Now, I’m not going to pretend that an overzealous approach to rigidly maintaining a training plan is the only reason I slipped back into the realms of not managing my anxiety (work and personal issues don’t need an airing on this particular platform). Nor will I suggest that a genuine hip niggle and the most persistent head-cold-cum-chesty-cough I’ve had in about 5 years haven’t been key ingredients in reducing my mileage and causing me to pull out of my first two 2015 races either. However; a stubborn unwillingness to recognise the importance of rest and recovery, both mental and physical have clearly resulted in the wheels falling off the whole wagon that is Mission Glittermouse.
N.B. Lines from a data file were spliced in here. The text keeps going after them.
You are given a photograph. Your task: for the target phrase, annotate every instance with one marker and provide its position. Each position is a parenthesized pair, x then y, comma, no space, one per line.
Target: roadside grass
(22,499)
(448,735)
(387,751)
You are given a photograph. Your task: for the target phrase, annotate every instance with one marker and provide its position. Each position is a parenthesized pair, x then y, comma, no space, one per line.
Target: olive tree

So what am I going to do about it? Well, first things first, I deleted that pesky panic-inducing training plan. I know that as long as I include a speed session, some hill work, a couple of medium/recovery runs and a good slow long one (oo-er!) in to most of my weeks I’ll be doing fine. The order or the specifics of those don’t matter. If I can get to a point about a month pre marathon where I’m doing up to 50 miles a week, great. If I can do 20 miles in one go about 6 weeks before, fantastic. As long as I allow time for a nice long taper, without getting injured, brilliant. And that’s enough. I am not a professional athlete, I am not being paid for this and it is supposed to be fun. It’s supposed to be a hobby, something to do with my leisure time, not a new excuse to feel inadequate. Especially not when, let’s face it; no one else is going to care even a smidgen as much as I am. That’s not to dismiss training plans in their entirety, or appear complacent about the challenge, just that if the runs become the things you do to satisfy the plan… well that’s like the building being there to support the scaffolding and is all a bit about-face. Staying happy, healthy and running is surely the primary goal and if your plan (or more specifically in this case, your approach to fulfilling your plan) isn’t achieving that then get rid of it. Learn from the mistake and come back stronger. That’s what we runners do, right? Assess our performance and strategize.
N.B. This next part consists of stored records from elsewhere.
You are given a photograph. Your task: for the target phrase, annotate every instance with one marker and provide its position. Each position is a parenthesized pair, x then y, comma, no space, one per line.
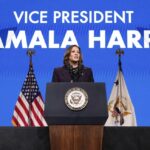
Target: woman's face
(74,54)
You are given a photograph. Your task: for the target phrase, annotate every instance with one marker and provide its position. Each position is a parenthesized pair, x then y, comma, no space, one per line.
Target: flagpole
(119,52)
(30,53)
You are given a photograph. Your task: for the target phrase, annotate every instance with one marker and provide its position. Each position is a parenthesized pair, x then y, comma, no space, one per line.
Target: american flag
(29,108)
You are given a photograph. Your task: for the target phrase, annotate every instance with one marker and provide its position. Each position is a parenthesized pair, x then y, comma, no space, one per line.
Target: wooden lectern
(75,129)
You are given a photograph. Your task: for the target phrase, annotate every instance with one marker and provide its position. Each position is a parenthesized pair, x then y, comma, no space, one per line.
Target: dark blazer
(62,75)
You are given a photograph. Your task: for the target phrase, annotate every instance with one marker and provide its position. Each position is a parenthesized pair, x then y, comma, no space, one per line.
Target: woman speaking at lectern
(73,69)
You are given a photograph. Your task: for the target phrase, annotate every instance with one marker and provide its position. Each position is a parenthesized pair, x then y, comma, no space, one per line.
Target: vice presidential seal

And on that thread… what’s the next most common mistake? Coming back from injury (yes, even a mental injury) too fast and causing a new and unrelated problem or a flare up of the old. So that pointless ego that was prancing about all over my last update and waving it’s bum in everyone’s face like a dog on heat, has been thoroughly banished. I’m not eating all the cake but I am swallowing my pride along with a generous portion of the humble pie. Yesterday, I ran 3.5 miles. Only 3.5 miles. My first run since New year’s Eve, 9 days in to 2015. And I ran them slowly. And it was damned hard work. Today, I eventually built myself up to 4.5 miles on the treadmill. It felt a little easier. Tomorrow, if I feel like I want to, I might run 6 but I should probably have a rest day.
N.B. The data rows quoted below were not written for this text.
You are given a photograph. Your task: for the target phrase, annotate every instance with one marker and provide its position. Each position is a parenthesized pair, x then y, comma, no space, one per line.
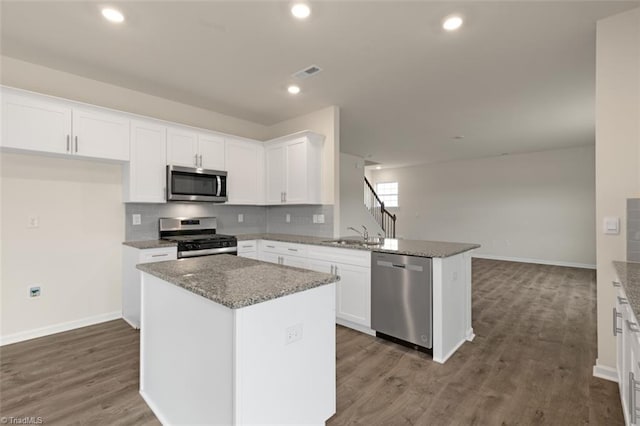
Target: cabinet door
(275,173)
(244,162)
(182,147)
(249,255)
(296,172)
(147,167)
(296,262)
(35,124)
(211,151)
(320,266)
(100,135)
(354,294)
(270,257)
I’ve often said I wish I could take my own advice, so if this is the final thing you read before deciding you need to revise your plan, take a rest or just sack off your run ‘cause you feel a bit shitty; please learn from my mistake because I’d really like to think someone did. That’s not by way of dishing out an excuse to be lazy; you have to work hard to achieve your goals, but being honest about what those goals are and recognising that sometimes the best course of action is inaction isn’t exactly the easiest thing to do. Blindly following the map to the last inch is of no use if you don’t then notice that your cartographer has failed to plot that slippery old slope and you end up careering over the cliff. Having said that, I can at least now report that there does appear to be something like a rough path up out of the abyss. It’s not an easy one to follow but it’s there. I’ll see you on the other side; but I’d take the bridge if I were you.